Tecno, showroom di Varedo, architetto Piero Lissoni,
foto di A. Martiradonna. Sotto KNOLL INTERNATIONAL,
Sistema WA di Piero Lissoni con Marc Krusin e foto di Lissoni di G. Gastel

Attualmente il costo della progettazione, della costruzione, dell’impianto e della gestione di un nuovo spazio di lavoro è di quasi dieci volte inferiore alla spesa per i salari.

La ricerca sull’influenza che il design può avere sulla produttività lavorativa segue tre direttrici: il comfort dell’ambiente di lavoro, la relazione tra design dello spazio e delle dotazioni ed il processo produttivo, l’utilizzo della sede aziendale come elemento di comunicazione interna ed esterna.
Qualità dell’aria, temperatura ambientale, rumore, qualità della luce, ergonomia delle postazioni determinano un miglioramento o una perdita di produttività fino al 25%. Alcuni studi riferiscono che ad un maggior grado di controllo da parte dei singoli lavoratori sulla temperatura, sulla qualità dell’aria, sulla luce ed in genere sulle variabili che influiscono sul comfort complessivo, corrispondono più alti livelli di produttività percepita dagli stessi lavoratori. Nella progettazione della futura fabbrica della produzione immateriale è centrale la ricerca di un equilibrio tra un tipo di design che favorisca la comunicazione e di uno che garantisca la possibilità di concentrazione, tra lo sviluppo di un lavoro di gruppo ed uno più orientato alla produzione solitaria. Il modello di riferimento si è spostato dall’idea di un ufficio capace di rispondere
a cambiamenti tecnologici verso un modello che risponde ai cambiamenti nel tipo e nell’organizzazione del lavoro. L’architetto Pierluigi Cerri ha posto in evidenza la grande responsabilità del committente, dato che il risultato di una progettazione ottimale dipende per il 50% dall’intelligenza del cliente. I ricercatori usano quattro modelli spaziali
di riferimento: “l’accademia, la corporazione, l’agorà, la foresteria”. L’accademia favorisce un processo di apprendimento collettivo. Le soluzioni di arredo incoraggiano la collaborazione e l’intercambiabilità del posto di lavoro.

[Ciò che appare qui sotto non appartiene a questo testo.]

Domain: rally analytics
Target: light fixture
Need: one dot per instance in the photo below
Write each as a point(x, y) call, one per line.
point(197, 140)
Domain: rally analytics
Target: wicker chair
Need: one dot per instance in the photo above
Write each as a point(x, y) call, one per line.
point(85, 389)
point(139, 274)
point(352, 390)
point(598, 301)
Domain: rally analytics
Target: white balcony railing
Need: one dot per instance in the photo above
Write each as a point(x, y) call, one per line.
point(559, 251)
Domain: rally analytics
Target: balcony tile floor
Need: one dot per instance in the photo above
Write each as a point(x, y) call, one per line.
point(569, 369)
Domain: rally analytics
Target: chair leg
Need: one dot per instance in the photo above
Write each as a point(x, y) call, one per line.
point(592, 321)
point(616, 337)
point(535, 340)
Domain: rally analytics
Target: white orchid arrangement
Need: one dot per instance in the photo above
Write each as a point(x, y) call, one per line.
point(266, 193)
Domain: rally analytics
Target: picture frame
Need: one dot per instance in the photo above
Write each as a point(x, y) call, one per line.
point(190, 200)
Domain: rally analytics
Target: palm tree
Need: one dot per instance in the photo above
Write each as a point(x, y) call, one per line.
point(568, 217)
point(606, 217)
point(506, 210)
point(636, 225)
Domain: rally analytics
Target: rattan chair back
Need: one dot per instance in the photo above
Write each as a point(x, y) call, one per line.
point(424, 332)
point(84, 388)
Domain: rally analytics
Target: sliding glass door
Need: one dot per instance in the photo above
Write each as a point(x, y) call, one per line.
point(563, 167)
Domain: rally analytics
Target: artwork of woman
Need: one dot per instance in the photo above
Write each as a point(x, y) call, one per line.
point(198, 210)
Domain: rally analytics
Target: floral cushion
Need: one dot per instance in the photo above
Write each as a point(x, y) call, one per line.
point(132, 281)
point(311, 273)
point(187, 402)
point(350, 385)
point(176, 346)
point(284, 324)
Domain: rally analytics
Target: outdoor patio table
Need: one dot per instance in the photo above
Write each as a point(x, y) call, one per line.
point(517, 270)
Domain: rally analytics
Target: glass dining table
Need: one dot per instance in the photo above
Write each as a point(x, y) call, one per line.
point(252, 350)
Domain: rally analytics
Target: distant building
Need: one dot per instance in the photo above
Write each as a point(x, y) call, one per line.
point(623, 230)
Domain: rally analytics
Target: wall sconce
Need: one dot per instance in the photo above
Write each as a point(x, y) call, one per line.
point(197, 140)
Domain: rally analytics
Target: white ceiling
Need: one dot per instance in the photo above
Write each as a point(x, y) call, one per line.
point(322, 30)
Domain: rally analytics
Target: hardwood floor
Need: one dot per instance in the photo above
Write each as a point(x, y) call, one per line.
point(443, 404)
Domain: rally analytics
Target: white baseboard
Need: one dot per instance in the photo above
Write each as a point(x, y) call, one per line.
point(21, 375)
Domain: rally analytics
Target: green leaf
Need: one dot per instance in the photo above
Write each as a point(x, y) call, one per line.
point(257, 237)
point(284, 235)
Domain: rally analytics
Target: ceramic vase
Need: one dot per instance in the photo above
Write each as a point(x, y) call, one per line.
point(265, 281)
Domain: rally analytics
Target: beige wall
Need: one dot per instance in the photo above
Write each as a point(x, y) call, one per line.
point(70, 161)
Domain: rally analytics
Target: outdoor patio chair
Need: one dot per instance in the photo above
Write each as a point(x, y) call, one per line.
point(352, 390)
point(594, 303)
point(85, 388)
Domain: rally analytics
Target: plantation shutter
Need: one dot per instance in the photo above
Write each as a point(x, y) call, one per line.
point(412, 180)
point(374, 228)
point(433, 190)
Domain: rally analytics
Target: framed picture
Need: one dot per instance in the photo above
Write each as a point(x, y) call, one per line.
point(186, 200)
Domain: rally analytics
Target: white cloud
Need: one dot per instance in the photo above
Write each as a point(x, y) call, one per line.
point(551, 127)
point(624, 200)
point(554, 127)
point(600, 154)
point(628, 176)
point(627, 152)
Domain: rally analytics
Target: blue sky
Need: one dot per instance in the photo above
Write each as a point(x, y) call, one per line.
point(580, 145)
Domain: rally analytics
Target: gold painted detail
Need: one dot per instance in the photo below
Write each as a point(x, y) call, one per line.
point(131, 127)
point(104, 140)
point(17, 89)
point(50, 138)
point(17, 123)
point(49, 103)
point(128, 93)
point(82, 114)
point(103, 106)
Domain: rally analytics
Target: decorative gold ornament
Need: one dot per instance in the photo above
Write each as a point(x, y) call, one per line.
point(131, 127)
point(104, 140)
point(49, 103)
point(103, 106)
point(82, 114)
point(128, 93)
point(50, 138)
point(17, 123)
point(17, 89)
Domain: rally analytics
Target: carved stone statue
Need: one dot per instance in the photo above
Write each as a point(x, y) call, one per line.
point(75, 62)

Nella corporazione la progettazione mette in comunicazione i knowledge worker con le stesse competenze o funzioni aziendali. Lo spazio facilita la condivisione funzionale di conoscenza all’interno dell’ufficio in ambiti professionali e informali.
L’agorà rappresenta una integrazione nella città ed è finalizzata a rendere l’azienda più vicina ai suoi clienti ed al mercato. Questi uffici sono vicini al mercato per cui si lavora, sono spesso dislocati in vecchi edifici e possono essere aperti per lungo tempo. Nel modello della foresteria lavoro e vita sociale tendono a convergere: le postazioni sono pensate per lavoratori che operano in diverse città e necessitano di spazi casa/ufficio per tempi limitati. L’architetto Piero Lissoni, nella foto qui a destra, ha parlato della necessità di lasciare spazi liberi nella progettazione e dell’importanza del mantenimento di “luoghi deputati” atti a svolgere precise funzioni. L’ufficio si può inoltre immaginare come una città, luogo di offerta culturale, luogo commerciale, luogo di incontro: una concezione applicata da Brunello
Cucinelli in un borgo restaurato per la propria azienda che offre eventi culturali al territorio.